Figure 3: Intracellular localization of the VP2 fusion protein in transgenic E. tenella sporozoites by IFA. HFF cells infected with Et-WT or Et-VP2 sporozoites were stained with anti-Flag antibody (FITC, green), mCherry fluorescence (red), and DAPI (blue). Fluorescence microscopy (1000×) showed strong VP2-specific signals in the Et-VP2 strain, co-localizing with mCherry within sporozoite vesicles. No fluorescence was detected in Et-WT controls. Scale bars = 10 μm. Please click here to view a larger version of this figure.
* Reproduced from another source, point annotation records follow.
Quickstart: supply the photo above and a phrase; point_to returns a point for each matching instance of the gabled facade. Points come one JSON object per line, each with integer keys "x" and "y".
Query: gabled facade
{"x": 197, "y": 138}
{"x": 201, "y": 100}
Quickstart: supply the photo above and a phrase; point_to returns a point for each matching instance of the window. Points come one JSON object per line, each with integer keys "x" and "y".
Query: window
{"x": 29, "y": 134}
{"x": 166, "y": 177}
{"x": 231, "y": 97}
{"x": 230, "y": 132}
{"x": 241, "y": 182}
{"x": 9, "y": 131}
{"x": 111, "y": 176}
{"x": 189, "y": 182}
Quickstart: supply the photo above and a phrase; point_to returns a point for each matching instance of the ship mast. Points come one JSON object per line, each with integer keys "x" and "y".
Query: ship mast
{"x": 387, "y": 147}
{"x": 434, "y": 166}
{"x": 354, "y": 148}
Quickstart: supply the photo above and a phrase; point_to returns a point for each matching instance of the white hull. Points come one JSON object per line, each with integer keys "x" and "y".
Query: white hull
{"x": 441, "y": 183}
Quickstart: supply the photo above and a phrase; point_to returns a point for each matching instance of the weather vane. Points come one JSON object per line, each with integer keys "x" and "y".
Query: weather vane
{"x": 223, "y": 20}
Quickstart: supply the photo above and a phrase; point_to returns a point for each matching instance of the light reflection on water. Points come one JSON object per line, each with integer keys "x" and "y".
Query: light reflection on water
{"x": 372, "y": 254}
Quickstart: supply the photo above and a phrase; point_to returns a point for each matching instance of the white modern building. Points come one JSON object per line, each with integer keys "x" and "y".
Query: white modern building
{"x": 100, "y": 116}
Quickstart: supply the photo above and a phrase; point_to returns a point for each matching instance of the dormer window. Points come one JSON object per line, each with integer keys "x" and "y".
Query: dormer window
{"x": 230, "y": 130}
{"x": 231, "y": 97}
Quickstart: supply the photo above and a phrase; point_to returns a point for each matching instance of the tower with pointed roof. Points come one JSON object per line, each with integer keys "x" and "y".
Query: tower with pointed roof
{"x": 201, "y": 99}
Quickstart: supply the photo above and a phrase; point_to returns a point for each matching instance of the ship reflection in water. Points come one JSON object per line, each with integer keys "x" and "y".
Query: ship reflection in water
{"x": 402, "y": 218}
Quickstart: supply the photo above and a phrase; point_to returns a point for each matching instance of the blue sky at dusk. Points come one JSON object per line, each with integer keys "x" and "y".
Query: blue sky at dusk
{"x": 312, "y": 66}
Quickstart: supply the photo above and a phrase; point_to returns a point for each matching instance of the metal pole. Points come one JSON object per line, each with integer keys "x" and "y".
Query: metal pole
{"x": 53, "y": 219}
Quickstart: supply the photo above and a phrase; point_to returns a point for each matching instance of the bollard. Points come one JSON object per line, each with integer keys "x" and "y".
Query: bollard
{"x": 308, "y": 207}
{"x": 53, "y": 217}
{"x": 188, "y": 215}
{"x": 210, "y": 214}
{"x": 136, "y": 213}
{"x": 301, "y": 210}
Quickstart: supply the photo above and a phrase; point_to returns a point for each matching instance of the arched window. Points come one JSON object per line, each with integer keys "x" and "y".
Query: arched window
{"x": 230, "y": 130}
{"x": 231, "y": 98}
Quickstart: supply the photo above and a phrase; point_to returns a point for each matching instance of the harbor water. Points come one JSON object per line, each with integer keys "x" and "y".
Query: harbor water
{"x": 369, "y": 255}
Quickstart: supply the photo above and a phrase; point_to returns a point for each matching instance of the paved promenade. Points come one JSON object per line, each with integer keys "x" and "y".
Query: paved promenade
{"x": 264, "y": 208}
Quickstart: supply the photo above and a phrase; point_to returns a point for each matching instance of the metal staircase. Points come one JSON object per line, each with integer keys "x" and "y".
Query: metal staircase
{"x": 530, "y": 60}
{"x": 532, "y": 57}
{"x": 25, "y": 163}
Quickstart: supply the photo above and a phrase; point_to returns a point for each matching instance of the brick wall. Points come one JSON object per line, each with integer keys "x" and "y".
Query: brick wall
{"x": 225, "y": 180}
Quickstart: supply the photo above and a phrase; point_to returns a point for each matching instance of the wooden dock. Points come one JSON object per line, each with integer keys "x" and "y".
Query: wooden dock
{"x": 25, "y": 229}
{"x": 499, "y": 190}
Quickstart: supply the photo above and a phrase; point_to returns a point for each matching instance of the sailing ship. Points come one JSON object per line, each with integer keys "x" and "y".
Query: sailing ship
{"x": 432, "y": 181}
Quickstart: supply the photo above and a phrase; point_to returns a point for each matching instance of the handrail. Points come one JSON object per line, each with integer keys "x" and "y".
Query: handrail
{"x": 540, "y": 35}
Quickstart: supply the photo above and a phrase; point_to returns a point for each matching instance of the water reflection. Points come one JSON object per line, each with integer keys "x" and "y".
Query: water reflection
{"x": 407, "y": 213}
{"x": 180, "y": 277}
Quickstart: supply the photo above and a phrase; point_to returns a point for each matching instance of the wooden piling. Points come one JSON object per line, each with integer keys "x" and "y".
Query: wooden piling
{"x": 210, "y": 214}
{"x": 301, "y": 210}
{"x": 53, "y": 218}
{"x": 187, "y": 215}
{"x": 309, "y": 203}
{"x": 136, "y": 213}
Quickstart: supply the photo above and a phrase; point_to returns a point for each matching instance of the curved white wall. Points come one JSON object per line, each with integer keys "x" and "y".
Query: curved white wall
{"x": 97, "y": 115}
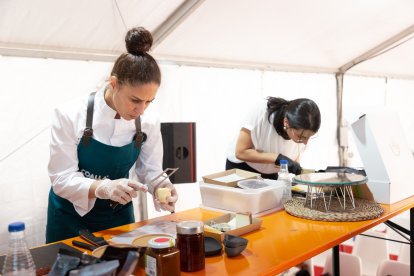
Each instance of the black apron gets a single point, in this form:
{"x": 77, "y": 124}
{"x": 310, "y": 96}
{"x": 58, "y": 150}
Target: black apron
{"x": 96, "y": 161}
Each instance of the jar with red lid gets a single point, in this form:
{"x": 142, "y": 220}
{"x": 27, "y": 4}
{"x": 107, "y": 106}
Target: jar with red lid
{"x": 190, "y": 242}
{"x": 162, "y": 258}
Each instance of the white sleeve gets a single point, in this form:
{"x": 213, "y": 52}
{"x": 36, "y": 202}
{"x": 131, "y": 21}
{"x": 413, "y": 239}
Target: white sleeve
{"x": 149, "y": 163}
{"x": 67, "y": 181}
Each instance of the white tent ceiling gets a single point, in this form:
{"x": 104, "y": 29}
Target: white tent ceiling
{"x": 295, "y": 35}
| Primer name | Primer sequence (5' to 3') | Fragment size/bp |
| PCR1-F | GGATTAAGACAGTGTGGCCTACAAG | 1445 |
| PCR1-R | GCCTGAAACGCATTTCCATGAC |
| PCR2-F | GAGCTGTACAAGGCTAGCAAGG | 728 |
| PCR2-R | GATCACGCTACACCGACCC |
| PCR3-F | CCGGAATTGCGAGAAAAGATTTGC | 3097 |
| PCR3-R | GGTTGTATGTGCTTGTCTCGC |
| PCR4-F | GGAGATTGTGACAAGCAAGAGC | 2769 |
| PCR4-R | GAAAAATTGGTTTAAGGGGCACCG |
Table 1: Primers used for genomic identification of transgenic Eimeria parasites. The primer pairs listed in this table were designed to amplify specific regions of the parasite genome to verify transgene integration and confirm correct genomic insertion sites by PCR.
| Buffer | Formulation |
| CTAB | Weigh 3 g of CTAB and 12.27 g of NaCl into a beaker, then add 15 mL of 1 mol/L Tris-HCl and 6 mL of 0.5 mol/L EDTA solution. Adjust the final volume to 150 mL with ddH₂O, mix thoroughly, and store at room temperature. |
| Proteinase K | 200 mg proteinase K, ddH2O to 10 ml. |
| RNase | Dissolve 25 mg of RNase A in 2.5 mL of 0.01 mol/L sodium acetate (NaAc). Heat the solution in a 100 °C water bath for 10–15 min, then adjust the pH to 7.4 with 1 mol/L Tris-HCl. Store the prepared solution at −20 °C. |
| 2×loading buffer | 100 mM Tris (pH 6.8), 4% SDS, 2 mM EDTA, 2% glycerol, 6 M urea (for use: mix 900 μL of the above solution with 50 μL of 2 M DTT and 50 μL of 5% bromophenol blue.) |
| SDS running buffer | Add 100 mL of 10× SDS running buffer to ddH₂O and adjust the final volume to 1 L.(10× SDS running buffer: 144 g glycine, 30 g Tris base, 10 g SDS, dissolved in ddH₂O and adjusted to 1 L.) |
| Transfer Buffer | Mix 500 mL of 5× transfer buffer with 500 mL methanol, then add ddH₂O to a final volume of 2.5 L.(5× transfer buffer: 242 g Tris base, 144 g glycine, dissolved in ddH₂O and adjusted to 1 L.) |
| PBST | Combine 50 mL of 20× PBS, 30 mL of 10% Tween-20, and 920 mL of ddH₂O. (20× PBS: 260 g NaCl, 4 g KCl, 28.8 g Na₂HPO₄, 4.8 g KH₂PO₄, dissolved in ddH₂O and adjusted to 1 L. Sterilize by autoclaving and store at room temperature.) |
| Glycine solution | Dissolve 0.75 g glycine and 7.9 g NaCl in 500 mL of distilled water. Sterilize by autoclaving, then adjust the pH to 7.4–7.6 using 0.1 mol/L NaOH or 1 mol/L HCl. |
| DE-52 cellulose solution | Weigh 40 g of DE-52 cellulose powder into a beaker, add 200 mL of distilled water, stir well, and soak overnight. Discard the supernatant. Add 200 mL of 0.1 mol/L NaOH solution, stir well, soak for 4 h, and discard the supernatant. Add 200 mL of distilled water, stir well, soak for 2 h, and discard the supernatant; repeat once. Add 200 mL of 0.1 mol/L HCl solution, stir well, soak for 4 h, and discard the supernatant. Add 200 mL of distilled water, stir well, soak for 2 h, and discard the supernatant; repeat once. Finally, add 200 mL of glycine solution and stir well. |
Table 2: Formulation of buffer. The table lists the composition and preparation of the buffers required for genomic DNA extraction, PCR analysis, and protein detection experiments.